Por las calles de Porcuna no ibas tú sino tu sombra cantándoles a las gentes la murga de los toreros. Arturé en todos los entierros dando su sentido pésame a las mujeres de negro y a los hombres con cintillo, que no había entierro al que Arturé no acudiera para dar la cabezá, con la mascota en la mano, y alguna lágrima sentida. Curica masculino, no creído y creyente en tus principios sonámbulos y en tu virgen con estadales. De ti se reían los hombres de las barbas, las mujeres de los bambos y los niños sin chupetes, pero nadie quería saber de tu tragedia. Te apaleaban los municipales y las palabras de los mozos boxeadores y hasta los niños a los que tanto querías y a los que regalabas, de los carrillos azules y de las cestas de mimbre, pistolines de eucalipto, bolicas de anís y anisicos de colores. Y cuando todo se te hacía insoportable y perdías la cabeza, o encontrabas la inspiración iletrada de tu grandeza insultada, se te abrían en las heridas la incomprensión de tus tiempos y te ibas bajo un árbol de morera para comerte, solitario, una naranja mandarina, mientras por el Paseo de Jesús, paseaban tus amigos de siempre, los fatuos y los trolos, los santos inocentes de los cuellos con sonajas, las espaldas con muñequitos, y las almas con cascabeles, sintiendo de la soledad, su paz estremecedora.

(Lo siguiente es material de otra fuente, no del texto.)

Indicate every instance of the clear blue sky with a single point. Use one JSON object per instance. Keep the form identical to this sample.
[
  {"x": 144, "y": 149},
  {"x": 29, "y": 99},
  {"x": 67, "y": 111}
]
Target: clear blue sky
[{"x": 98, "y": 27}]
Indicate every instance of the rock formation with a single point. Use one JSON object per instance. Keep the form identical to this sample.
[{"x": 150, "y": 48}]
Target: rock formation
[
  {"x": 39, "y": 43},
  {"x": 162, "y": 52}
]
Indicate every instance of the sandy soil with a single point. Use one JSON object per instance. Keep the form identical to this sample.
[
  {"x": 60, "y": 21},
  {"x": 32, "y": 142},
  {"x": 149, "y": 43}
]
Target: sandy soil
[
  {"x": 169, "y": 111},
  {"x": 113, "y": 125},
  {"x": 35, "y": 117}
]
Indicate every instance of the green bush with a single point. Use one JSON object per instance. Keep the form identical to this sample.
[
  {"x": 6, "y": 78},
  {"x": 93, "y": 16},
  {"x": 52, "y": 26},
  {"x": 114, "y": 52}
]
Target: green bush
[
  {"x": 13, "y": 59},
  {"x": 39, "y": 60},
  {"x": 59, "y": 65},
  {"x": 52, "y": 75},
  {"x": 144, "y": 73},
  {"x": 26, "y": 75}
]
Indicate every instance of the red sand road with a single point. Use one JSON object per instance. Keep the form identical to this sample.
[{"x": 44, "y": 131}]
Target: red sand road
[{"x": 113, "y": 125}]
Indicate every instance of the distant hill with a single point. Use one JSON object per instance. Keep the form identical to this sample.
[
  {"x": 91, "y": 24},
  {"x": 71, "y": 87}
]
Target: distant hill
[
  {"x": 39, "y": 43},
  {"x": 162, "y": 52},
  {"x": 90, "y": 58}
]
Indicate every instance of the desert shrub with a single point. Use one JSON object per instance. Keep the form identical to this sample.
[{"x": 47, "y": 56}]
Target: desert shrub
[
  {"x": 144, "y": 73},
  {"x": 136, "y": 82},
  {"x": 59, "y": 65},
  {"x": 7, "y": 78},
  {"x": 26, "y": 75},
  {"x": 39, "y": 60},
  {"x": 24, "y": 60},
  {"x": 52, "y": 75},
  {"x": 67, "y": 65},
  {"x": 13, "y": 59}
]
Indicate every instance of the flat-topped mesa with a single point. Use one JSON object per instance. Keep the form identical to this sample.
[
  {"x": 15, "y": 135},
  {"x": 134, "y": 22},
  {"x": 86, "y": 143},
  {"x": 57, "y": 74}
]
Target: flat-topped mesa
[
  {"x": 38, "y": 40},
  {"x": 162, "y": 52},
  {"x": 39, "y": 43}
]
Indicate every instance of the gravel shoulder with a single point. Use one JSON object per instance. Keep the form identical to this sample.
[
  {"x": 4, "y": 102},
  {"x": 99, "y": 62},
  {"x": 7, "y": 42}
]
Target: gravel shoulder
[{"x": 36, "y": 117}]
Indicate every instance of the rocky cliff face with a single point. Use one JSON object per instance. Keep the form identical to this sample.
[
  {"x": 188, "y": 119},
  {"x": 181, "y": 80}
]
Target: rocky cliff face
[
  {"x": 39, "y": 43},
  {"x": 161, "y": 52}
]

Arturé Primero de Porcuna, sin tener ya conciencia alguna de la inconsciencia hacia ti, te regalo un colibrí y una sirena cantora. Monarca de las doloras alcobas del torreón. Mitad luces de león, casi campana sonora. Por la acera de tu sombra, tú rescatado en el tiempo. Inmortal de los conciertos menesterosos del alma. Por la esencia de la calma tu nombre grabado a fuego, sobre el oscuro sendero de los simples soñadores. Arturo con los deudores, Arturé con los adeudos. Señor feudal sin más feudo que una morera sin moras, y una siesta soñadora de naranjas mandarinas. Por el huy de las esquinas, la sombra de tu chaqueta, dejaba a la gente quieta como un entierro que pasa. Monarca de las murgas y los partidos de fútbol, en los amaneceres turbios tus frutas y tus verduras, y en las tardes de los curas, tus acarreos de vino para sacarle al tocino su sustancia apetitosa. Si no fueras todo rosas te quitaría las espinas, con una sombra de encinas y un ukelele canoro. Arturé de los escombros, Arturo de los suspiros, alunado con los trinos de los pájaros del agua. Por el envés de las faldas tu boca soñando besos, ya fueran besos convexos o besos de niños pobres. Salutación de los hombres en estas horas sin mañas, del ayer tu nombre engaña a este hoy melancolía. De aquellos tus tristes días del pasar besando el suelo, rescato tu desconsuelo para cubrirlo de rimas y de nombre recordado. Pasa la vida sus lados, y todos a fin de cuentas, somos carne de tormentas bajo una tumba sin nombre.